|
Computer Science 425
Database & Information Management Systems
|
Fall 2006
|
Directory
General Information |
Schedule
and Readings |
Project Page |
Announcements
Project Overview
The goal of the course project is to have you explore in greater detail
some aspect of the design or use of database systems. The choice of
project
is yours, but it does need to be approved. You may work individually or
in pairs.
Examples
Most projects are primarily experimental (this includes application
development), but theoretical analysis and in-depth literature research
are also possible. If
you choose to implement a database for an application, the database
must
have some complexity that makes it more than straightforward (see more
discussion of this in item 2 below). An experimental project may also
study in depth an algorithm or algorithms from database or search
systems (see item 1 below). Theoretical projects analyzing some
aspect of database design must add substantial depth to the
textbook treatments of the subject. A project may be primarily
in-depth
literature research of the state-of-the-art of an area within databases
or information retrieval
that we have not covered in class. However, such projects must include
critical analysis of the results in the literature.
Important note: If you are a
graduate
student and wish to satisfy your programming requirement with the
COS
425
project, you must choose an implementation project, and you must notify
me in advance that you want to use the project to satisfy the
requirement.
Here are some suggestions. You may choose one or use them as guides
to specifying your own project. Note that many of these
suggestions talk in terms of one of database systems or information
retrieval (search) systems. In reality, database and information
retrieval are combined in many tools and applications; your
project certainly can combine them.
- In earlier offerings of COS425, the same project was done by all
students.
It was the implementation and evaluation of the main query optimization
algorithm presented in Ramakrishnan and Gerke Database Management
Systems (3rd edition).
A detailed specification of that project can be found in the COS
425 spring 2001 project description.
- Implement an application that requires database support.
Implement the
user interface, the application interface to the database and the
database.
This application needs to have some complexity in functionality,
constraint
maintenance, reliability or user interface. The user interface
may be minimalist if the focus of the project is elsewhere. The
application should be something
in which you are interested and for which you can obtain or generate a
reasonable set of interactions and data for testing. The
application need not be "serious": one previous student
implemented a database and rule system for the game Warhammer. The
database may be relational or in XML. Depending on the system
being used and the student's
background, learning the use and configuration of an API for a database
system may be considered a substantial project goal. (See
Chapters 6 and
7 of Ramakrishnan and Gehrke, Database Management
Systems (3rd edition),
for a discussion of application development for SQL. See Chapter 10 of
Silberschatz, Korth and Sudarshan Database
System Concepts (5th edition) for a brief discussion
of application development in XML. Problem sets 3 and 4 give you
pointers to SQL and XML servers.)
- Database techniques and systems exist for special kinds of data.
For example,
Chapter 28 of our text presents techniques for spatial (geometric)
data.
Your project may focus on techniques for a special kind of data.
Possibilities
include:
- Select a special kind of data and
write a review paper describing the important techniques and issues,
with
references and critical analysis.
- Implement and evaluate an important method for specialized
data, e.g. multidimensional
indexing (see Section 28.3 of our text).
- There are also customized information retrieval techniques for
special kinds of data.
- Select an example of a special kind of data (e.g. music,
images, video) and
write a review paper describing the methods that have been developed
for information retrieval beyond the use of keyword search of text
labels. What are the
important techniques and issues for information retrieval of this
information medium?
Provide up-to-date
references and critical analysis.
- Explore the use of information retrieval software posted
on the Web for some specific type of non-text data; do a set of
well-designed experiments or implement a small application that uses
it. A home-grown example of such software is Marsyas for music
(begun as a Ph. D. thesis in CS at Princeton).

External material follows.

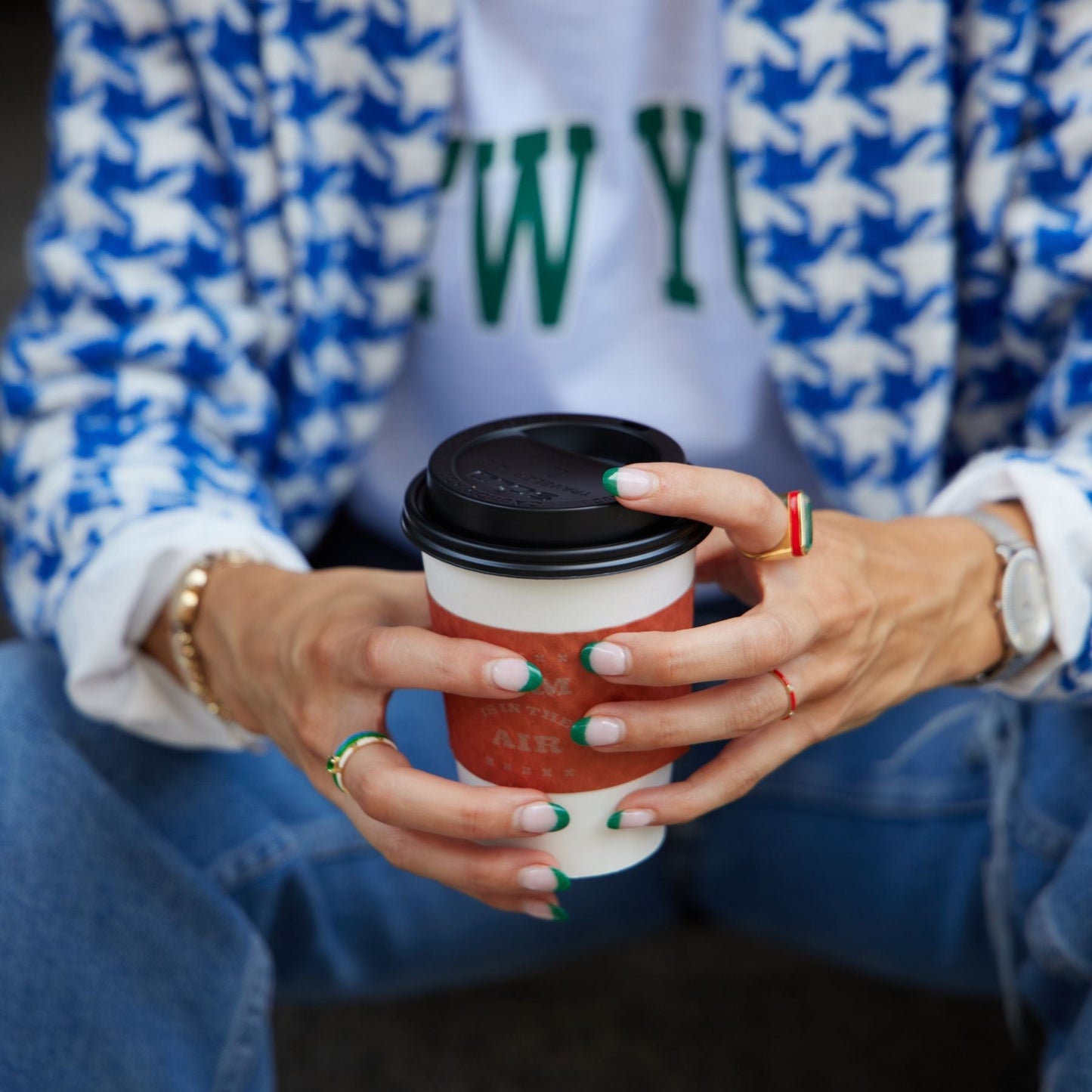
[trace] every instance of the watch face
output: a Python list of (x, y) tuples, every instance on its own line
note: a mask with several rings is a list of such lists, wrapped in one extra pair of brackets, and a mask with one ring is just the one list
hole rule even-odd
[(1017, 553), (1005, 569), (1001, 613), (1009, 640), (1018, 656), (1034, 656), (1051, 640), (1051, 603), (1038, 554)]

- Do an empirical study of two or three search services that use
different search engines, i.e. the crawling, indexing and search
software are different. To the best of my knowledge Google, Yahoo, Ask
and MSN Search are all different,
but you should check that nothing has changed in this fast-changing
area (e.g. until 2004, Yahoo used Google for its Web search). To
do your study, read about well-established studies like
those conducted by TREC. Be
forewarned that such studies involve testing the search engines on
identical queries and analyzing the results, which can be very time
consuming.
- Explore methods for enhancing and changing queries that
are specified by search terms -- i.e. the kind of queries we use every
day.
Such enhancements and changes attempt to deal with ambiguity, synonyms
and other natural-language issues. Read about
state-of-the-art methods for changing queries. Do some
analysis of methods -- for example, do a comparative analysis
from the literature or conduct experiments to evaluate methods.
You may design and analyze a method of your own design, but you must
have knowledge of prior methods and results.
Requirements
Each individual or pair must:
- By 5pm on Wed. Nov 8, 2006 send email to Professor
LaPaugh
containing
a one-paragraph description of your project. Each individual must
email
Professor LaPaugh to confirm partnerships.
- During the week of Nov. 27, 2006 meet with Professor
LaPaugh
for
15-20 minutes to discuss project progress and issues.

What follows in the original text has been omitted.